4D Contrastive Superflows are Dense 3D Representation Learners
Xiang Xu, Lingdong Kong, Hui Shuai, Wenwei Zhang, Liang Pan, Kai Chen, Ziwei Liu, Qingshan Liu
TL;DR
This paper tackles the annotation bottleneck in autonomous-driving 3D perception by introducing SuperFlow, a dense 4D representation learner that pretrains on consecutive LiDAR–camera pairs. It combines three core ideas: view consistency alignment with language-guided semantic superpixels, dense-to-sparse regularization across multi-sweep point clouds, and flow-based contrastive learning to harness temporal cues across frames. Across 11 diverse LiDAR datasets, SuperFlow achieves state-of-the-art performance in linear probing, downstream fine-tuning, and robustness, with notable gains as 2D and 3D backbone capacities scale, suggesting emergent properties for scalable 3D foundation models. The work reduces annotation requirements while delivering robust, transferable 3D representations for LiDAR-based perception in autonomous systems.
Abstract
In the realm of autonomous driving, accurate 3D perception is the foundation. However, developing such models relies on extensive human annotations -- a process that is both costly and labor-intensive. To address this challenge from a data representation learning perspective, we introduce SuperFlow, a novel framework designed to harness consecutive LiDAR-camera pairs for establishing spatiotemporal pretraining objectives.
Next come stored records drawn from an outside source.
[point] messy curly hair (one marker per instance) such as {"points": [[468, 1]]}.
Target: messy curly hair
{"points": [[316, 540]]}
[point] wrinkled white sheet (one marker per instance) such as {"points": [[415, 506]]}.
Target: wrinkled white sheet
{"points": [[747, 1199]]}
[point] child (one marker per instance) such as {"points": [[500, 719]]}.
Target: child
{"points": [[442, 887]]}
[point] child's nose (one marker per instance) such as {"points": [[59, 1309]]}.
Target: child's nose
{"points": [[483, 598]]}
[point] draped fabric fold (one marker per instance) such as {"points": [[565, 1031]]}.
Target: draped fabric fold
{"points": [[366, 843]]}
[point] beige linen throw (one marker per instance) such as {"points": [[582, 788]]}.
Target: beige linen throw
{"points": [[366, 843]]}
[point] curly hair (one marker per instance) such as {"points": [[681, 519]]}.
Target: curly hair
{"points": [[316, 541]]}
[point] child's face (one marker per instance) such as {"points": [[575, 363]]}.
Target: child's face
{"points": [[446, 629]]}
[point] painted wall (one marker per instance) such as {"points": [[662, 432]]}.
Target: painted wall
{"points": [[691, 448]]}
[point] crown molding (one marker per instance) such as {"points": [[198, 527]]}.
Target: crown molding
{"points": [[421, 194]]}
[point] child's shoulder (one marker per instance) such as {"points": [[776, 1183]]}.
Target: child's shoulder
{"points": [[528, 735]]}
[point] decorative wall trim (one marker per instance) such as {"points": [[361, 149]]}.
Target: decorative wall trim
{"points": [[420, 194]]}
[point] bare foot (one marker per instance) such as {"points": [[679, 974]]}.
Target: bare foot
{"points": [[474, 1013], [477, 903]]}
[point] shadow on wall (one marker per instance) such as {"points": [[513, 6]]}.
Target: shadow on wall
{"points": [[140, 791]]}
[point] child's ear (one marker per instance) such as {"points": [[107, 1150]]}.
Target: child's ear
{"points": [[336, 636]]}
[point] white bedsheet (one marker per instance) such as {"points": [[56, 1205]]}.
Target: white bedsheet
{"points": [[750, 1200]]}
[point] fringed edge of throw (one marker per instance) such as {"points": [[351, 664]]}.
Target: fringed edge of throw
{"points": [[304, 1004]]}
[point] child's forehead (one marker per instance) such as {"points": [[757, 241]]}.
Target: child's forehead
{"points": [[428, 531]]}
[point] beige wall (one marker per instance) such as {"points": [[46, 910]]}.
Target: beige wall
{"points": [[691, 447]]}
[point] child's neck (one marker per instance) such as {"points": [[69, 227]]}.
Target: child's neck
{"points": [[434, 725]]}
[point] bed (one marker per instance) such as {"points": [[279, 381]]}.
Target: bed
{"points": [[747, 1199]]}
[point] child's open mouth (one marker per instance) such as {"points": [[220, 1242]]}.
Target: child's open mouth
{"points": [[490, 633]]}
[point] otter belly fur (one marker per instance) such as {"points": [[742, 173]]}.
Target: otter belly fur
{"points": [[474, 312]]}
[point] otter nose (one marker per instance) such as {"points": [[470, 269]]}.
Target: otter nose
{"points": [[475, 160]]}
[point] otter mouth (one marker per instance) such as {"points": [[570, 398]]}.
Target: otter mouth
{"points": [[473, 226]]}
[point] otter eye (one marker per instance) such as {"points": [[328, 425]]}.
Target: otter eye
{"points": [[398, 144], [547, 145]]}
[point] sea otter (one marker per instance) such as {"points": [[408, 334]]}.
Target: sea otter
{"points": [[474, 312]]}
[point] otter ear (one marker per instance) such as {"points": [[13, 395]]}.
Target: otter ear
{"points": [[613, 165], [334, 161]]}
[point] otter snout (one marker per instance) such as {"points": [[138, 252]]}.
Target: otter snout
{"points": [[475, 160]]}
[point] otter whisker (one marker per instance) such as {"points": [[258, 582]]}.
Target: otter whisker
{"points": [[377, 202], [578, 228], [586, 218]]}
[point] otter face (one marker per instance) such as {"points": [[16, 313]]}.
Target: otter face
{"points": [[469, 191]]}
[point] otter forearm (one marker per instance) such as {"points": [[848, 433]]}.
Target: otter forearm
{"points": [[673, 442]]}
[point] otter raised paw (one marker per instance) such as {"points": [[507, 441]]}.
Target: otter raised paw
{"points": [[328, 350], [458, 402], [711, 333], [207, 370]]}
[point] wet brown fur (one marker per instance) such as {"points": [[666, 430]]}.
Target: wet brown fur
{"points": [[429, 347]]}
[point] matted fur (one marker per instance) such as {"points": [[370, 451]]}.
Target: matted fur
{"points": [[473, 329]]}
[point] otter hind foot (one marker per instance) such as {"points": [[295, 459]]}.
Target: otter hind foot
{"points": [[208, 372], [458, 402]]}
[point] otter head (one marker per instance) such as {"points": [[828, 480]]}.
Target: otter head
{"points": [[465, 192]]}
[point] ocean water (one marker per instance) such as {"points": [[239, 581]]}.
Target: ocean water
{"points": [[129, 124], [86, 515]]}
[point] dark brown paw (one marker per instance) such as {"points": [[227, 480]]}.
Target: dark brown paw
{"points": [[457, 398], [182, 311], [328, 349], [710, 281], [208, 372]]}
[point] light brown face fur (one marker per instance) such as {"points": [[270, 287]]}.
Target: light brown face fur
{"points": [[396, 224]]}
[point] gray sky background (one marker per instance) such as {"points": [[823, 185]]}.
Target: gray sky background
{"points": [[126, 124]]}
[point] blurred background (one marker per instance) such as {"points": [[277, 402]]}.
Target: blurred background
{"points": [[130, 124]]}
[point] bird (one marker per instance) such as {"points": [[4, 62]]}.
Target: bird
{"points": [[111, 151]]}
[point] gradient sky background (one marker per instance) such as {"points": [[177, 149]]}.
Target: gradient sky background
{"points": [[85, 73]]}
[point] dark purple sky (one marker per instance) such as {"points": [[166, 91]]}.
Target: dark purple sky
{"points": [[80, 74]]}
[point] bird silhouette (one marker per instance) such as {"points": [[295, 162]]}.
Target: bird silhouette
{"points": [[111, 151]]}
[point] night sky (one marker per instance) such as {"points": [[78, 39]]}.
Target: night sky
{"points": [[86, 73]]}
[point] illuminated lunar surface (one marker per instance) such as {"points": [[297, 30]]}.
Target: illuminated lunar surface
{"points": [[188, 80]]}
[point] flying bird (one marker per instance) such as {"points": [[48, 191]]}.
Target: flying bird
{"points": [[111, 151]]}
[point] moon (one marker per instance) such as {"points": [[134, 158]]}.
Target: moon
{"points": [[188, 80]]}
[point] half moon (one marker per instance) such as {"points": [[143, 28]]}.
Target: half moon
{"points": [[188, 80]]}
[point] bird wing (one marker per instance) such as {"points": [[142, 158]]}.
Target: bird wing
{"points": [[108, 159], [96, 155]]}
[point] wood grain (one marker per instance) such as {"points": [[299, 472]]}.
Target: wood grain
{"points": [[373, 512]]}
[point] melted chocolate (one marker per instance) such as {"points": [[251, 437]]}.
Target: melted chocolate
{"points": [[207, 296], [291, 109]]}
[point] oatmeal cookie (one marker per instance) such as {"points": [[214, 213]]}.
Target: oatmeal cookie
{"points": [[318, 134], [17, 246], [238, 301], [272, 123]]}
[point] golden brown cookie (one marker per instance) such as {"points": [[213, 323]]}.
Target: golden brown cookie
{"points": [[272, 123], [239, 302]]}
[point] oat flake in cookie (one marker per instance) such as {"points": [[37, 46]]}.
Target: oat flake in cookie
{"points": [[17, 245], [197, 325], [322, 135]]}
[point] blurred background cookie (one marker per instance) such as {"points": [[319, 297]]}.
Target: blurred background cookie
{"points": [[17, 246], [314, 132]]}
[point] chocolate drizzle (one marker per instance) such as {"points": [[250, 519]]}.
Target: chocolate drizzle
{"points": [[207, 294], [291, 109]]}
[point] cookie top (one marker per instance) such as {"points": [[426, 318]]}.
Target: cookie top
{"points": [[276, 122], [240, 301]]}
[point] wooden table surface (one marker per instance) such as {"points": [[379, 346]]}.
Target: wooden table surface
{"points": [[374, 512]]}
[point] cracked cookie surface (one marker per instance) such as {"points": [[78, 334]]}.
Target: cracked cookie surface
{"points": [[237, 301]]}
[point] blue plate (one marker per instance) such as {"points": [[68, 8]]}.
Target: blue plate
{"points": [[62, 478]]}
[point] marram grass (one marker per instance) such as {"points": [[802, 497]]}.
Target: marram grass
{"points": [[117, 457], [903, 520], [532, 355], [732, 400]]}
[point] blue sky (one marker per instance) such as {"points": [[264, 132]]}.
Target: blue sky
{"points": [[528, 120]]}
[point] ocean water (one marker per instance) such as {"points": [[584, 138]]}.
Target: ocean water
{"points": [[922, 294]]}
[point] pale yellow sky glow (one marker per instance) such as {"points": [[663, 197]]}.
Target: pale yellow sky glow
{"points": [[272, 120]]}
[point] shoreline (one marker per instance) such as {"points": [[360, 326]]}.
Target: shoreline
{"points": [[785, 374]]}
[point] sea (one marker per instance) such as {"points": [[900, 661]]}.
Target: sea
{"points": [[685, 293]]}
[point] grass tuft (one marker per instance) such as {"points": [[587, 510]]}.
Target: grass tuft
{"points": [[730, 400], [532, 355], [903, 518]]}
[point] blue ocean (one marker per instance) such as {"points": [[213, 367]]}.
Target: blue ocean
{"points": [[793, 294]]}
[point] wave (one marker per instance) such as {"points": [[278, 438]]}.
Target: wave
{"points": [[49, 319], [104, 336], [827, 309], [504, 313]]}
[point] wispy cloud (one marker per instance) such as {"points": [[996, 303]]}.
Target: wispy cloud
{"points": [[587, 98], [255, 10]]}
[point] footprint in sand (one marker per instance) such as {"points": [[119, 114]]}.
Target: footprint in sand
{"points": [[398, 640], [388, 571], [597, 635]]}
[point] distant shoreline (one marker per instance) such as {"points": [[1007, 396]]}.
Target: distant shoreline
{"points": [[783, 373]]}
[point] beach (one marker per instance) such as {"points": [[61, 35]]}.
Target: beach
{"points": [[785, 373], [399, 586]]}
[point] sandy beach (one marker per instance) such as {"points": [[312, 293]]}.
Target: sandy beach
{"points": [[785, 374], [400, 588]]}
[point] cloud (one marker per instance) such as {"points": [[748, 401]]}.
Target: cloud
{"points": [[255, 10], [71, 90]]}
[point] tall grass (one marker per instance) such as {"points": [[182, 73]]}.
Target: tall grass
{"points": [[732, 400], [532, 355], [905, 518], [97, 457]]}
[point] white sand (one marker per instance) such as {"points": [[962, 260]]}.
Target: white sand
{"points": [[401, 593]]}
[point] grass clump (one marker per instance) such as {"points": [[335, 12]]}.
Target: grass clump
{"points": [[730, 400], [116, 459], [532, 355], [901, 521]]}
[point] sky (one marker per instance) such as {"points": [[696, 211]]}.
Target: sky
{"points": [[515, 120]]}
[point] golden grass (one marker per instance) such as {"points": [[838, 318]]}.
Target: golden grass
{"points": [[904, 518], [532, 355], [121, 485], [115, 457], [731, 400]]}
SuperFlow stands out by integrating two key designs: 1) a dense-to-sparse consistency regularization, which promotes insensitivity to point cloud density variations during feature learning, and 2) a flow-based contrastive learning module, carefully crafted to extract meaningful temporal cues from readily available sensor calibrations. To further boost learning efficiency, we incorporate a plug-and-play view consistency module that enhances the alignment of the knowledge distilled from camera views. Extensive comparative and ablation studies across 11 heterogeneous LiDAR datasets validate our effectiveness and superiority. Additionally, we observe several interesting emerging properties by scaling up the 2D and 3D backbones during pretraining, shedding light on the future research of 3D foundation models for LiDAR-based perception.